Yesterday, veterans, royalty and celebrities descended on London’s Leicester Square for the much-anticipated world premiere of new blockbuster, Dunkirk - the film depicting the campaign which became one of the most remarkable episodes of the Second World War.

The Commission commemorates many of those lost during the campaign at its sites. The CWGC Dunkirk Memorial, designed by Philip Hepworth – the Commission’s Principal Architect for France after the Second World War – commemorates more than 4,500 members of the land forces who died during the Dunkirk Evacuation and have no known grave.

Some of the Commission’s staff were also among those rescued and lost. Here, we look through the CWGC archive to share the stories of the Commission’s staff, and their families, who were evacuated, escaped and in some cases died in the campaign codenamed Operation Dynamo.

 

 

A special order was issued to Imperial (now Commonwealth) War Graves Commission (IWCG) staff in northern Europe on 18 May 1940 - days before the Royal Navy began the evacuation from Dunkirk - by the Commission’s Deputy Controller, Reginald Haworth, outlining the arrangements for evacuation.

 

 

A hand-drawn map of the route taken by IWGC personnel from Ypres to Calais, drawn by Captain Reginald Haworth, Chief Accountant for the IWGC, who had been sent to Ypres in October 1939 to take charge in the imminent emergency.

 

 

A list of IWGC staff who arrived safely in England on 14 June 1940, outlining where they came from, any family members with them and where they proceeded to. The Commission had to provide food and shelter for those who completed the journey across the Channel.
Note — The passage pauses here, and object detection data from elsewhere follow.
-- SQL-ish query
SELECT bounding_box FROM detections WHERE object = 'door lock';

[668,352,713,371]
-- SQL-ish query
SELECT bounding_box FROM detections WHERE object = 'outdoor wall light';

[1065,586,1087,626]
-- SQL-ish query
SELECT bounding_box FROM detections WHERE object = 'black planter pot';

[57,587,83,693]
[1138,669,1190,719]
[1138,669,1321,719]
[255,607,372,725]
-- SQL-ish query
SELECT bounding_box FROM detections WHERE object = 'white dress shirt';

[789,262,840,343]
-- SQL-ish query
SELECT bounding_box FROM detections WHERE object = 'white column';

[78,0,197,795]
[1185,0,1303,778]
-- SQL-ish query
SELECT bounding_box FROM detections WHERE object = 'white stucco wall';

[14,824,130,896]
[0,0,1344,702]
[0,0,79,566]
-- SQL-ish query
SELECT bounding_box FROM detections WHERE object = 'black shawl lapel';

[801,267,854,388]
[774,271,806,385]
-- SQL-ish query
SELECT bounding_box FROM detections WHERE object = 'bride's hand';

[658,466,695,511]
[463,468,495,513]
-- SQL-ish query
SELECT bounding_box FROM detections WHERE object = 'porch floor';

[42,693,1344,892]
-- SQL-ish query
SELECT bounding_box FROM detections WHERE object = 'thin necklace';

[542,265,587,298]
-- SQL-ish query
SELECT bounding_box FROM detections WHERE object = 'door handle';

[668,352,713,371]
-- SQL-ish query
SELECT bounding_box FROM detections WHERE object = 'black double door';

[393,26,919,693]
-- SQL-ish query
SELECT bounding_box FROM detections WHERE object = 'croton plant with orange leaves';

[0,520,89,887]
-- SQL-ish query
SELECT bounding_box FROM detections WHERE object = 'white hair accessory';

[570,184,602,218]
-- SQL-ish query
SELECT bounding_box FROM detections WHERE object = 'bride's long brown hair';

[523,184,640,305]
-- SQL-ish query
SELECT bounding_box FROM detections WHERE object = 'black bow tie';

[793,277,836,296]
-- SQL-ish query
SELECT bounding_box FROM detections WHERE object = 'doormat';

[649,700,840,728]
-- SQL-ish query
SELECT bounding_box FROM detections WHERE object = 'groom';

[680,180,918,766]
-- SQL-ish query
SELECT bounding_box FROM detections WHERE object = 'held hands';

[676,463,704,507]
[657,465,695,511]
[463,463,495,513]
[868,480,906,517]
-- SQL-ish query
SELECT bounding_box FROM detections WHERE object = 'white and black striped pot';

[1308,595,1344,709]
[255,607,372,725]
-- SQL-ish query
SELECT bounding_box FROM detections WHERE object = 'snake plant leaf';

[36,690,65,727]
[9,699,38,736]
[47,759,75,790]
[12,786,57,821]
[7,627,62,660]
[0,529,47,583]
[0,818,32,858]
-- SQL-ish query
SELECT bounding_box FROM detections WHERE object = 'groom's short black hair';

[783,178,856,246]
One of the individuals on this list is Mrs Anne Eliza Shreeve, wife of Leopold George Shreeve, an IWGC gardener who was killed when German soldiers opened fire on the car he and his wife were travelling in, between Soupir and Vailly-sur-Aisne on 19 May 1940.

 

 

Others were less fortunate and found themselves imprisoned in internment camps as the above documents. One individual mentioned is Robert Armstrong, the head gardener at Valenciennes Cemetery in France. As an Irish national, Robert was considered neutral in the conflict and was allowed to continue to work in the cemetery by the German authorities.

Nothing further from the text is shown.